Matching Methods

Kleber has a number of matching methods that can create unique match keys for your data to help identify duplicates quickly and easily.

Kleber creates matching keys in 3 varieties – Tight, Standard and Loose. Which one you choose to use will depend upon the situation and business need for finding the matches in the first place.

  • Tight keys allow for little difference between matches. Tight keys are useful for matching where no user interaction is available.
  • Loose keys will identify a lot more matches, some of which may be questionable, but will assist in identifying the last few percent of matches that are difficult to find. Loose Keys should never be used without user interaction to verify matches.
  • Standard keys are a good balance between Tight and Loose key and depending on the outcome required may be used without user interaction.

 EXPERT TIP

When trying to work out which match key/s to use from the many available – it’s best to initially test the keys on large quantities of data with someone verifying the results.

That way you can see which key or combination of keys best suits your business requirements.

What match keys are available in Kleber?

The 5 match methods create the following match keys:

DataTools.Match.Address.Au.CreateKeys

  • Standard Address Key
  • Tight Address Key
  • Loose Address Key
  • Address Locality

DataTools.Match.BusinessName.CreateKeys

  • Standard Business Name Key
  • Tight Business Name Key
  • Loose Business Name Key

DataTools.Match.BusinessNameAndAddress.Au.CreateKeys

  • Standard Business Name and Standard Address Key
  • Tight Business Name and Standard Address Key
  • Loose Business Name and Tight Address Key
  • Standard Business Name Key
  • Tight Business Name Key
  • Loose Business Name Key
  • Standard Address Key
  • Tight Address Key
  • Loose Address Key

DataTools.Match.BusinessNameAndAddress.Au.CreateKeys

  • Standard Business Name and Standard Address Key
  • Tight Business Name and Standard Address Key
  • Loose Business Name and Tight Address Key
  • Standard Business Name Key
  • Tight Business Name Key
  • Loose Business Name Key
  • Standard Address Key
  • Tight Address Key
  • Loose Address Key

DataTools.Match.PersonNameAndAddress.Au.CreateKeys

  • Standard Person Name and Standard Address Key
  • Tight Person Name and Standard Address Key
  • Tight Person Name and Loose Address Key
  • Standard Person Name Key
  • Tight Person Name Key
  • Loose Person Name Key
  • Standard Address Key
  • Tight Address Key
  • Loose Address Key

Detailed explanations of the match keys

Standard Person and Standard Address matches

The base method used for detecting duplicated people. It allows for missing or differences in the unit or level numbers, and a balanced level of phonetic miss-spellings in the last name, street name or building name. In the example below the first name matches on initials only ie: “Alexandra”, “Alex” and “A” will all match as shown, as would “Anne” and “Albert”.

Tight Person and Standard Address matches

Keeps the same address rules as the Person and Address Method, but restricts the differences allowable in the first and last names to gain a match.

This is very useful when used along side the Person and Address Method because it will save you manually perusing these more certain results, allowing you to bring up only the more subjective results for review if desired.

In the example shown above only the first two records would match on Tight Person and Address.

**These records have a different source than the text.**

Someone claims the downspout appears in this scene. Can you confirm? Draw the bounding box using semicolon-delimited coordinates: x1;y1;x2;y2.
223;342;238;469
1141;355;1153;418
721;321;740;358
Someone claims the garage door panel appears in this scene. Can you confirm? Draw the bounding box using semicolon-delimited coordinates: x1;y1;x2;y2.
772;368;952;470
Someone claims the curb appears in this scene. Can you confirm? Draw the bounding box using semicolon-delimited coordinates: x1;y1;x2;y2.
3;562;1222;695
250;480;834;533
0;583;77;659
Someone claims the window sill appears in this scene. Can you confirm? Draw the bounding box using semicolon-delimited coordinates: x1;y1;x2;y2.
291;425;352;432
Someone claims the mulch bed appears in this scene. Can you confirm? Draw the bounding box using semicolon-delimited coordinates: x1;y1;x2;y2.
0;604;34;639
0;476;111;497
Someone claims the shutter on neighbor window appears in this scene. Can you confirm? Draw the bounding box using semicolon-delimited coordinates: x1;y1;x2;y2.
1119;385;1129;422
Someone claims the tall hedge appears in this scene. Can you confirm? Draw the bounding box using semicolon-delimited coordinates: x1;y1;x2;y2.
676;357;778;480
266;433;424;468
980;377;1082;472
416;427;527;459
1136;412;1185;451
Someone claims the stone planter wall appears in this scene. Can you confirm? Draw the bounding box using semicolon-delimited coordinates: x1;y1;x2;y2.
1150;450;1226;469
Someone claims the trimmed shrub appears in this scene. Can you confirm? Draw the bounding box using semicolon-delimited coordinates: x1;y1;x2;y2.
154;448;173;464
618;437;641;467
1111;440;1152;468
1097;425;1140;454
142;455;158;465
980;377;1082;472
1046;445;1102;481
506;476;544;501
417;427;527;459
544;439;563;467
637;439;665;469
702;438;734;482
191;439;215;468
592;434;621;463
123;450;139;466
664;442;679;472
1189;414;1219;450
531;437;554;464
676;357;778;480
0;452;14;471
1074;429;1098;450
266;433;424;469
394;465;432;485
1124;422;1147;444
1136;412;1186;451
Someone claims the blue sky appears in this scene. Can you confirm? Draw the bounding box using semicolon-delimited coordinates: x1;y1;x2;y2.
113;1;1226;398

In the example below the first two records would be matched but the third record would require the standard Person and Address Method.

Tight Person and Loose Address matches

This finds matches where the first and last name match as in the Tight Person and Address Method, however it loosens up the address matching criteria to detect duplicates where records have missing or differing street numbers, and allows for phonetic matching on street and building names. This is a great way of netting extra tricky duplicates and is also used against other methods so that you only have to review the subjective results if desired.

In the example below the first two records would be matched with Tight Person and Address but the last record would only be found on the Tight Person and Loose Address Method.

Standard Business and Standard Address matches

This is the standard method used when you want to detect duplicate businesses.

This method looks at key elements of the business name and allows for blanks or differences in the unit or level number and a balanced level of misspellings in the street or building names.

Tight Business and Standard Address matches

The same address matching rules as above combined with tighter business name matching that includes extra differentiating components from the business name.

This is very useful when used along side the Business and Address Method because it will save you manually perusing these more certain results, allowing you to bring up only the more subjective results of the other business match methods for review if desired.

It is also used to detect duplicate businesses where you only want to group unique departments or business units together. In the records shown above only the top two records “Dodsun Print” would be matched on Tight Business and Address Match as the other two are differing divisions of the same organisation.

All the records in the example below would be matched on Business and Address Match, but only the top two would match on Tight Business and Address Match.

Loose Business and Tight Address matches

This allows for a balanced level of miss-spelling and phonetics in the business names main component, but requires tight address matching where the unit or level number must be the same and the street or building name is spelt the same.

Tight Address matches

The classic one per household matching method requires that the street or building name be the same and that unit numbers are not missing and must match.

This method is also used to pick out duplicates where the differences in person or business names are too vast to be matched with other matching methods.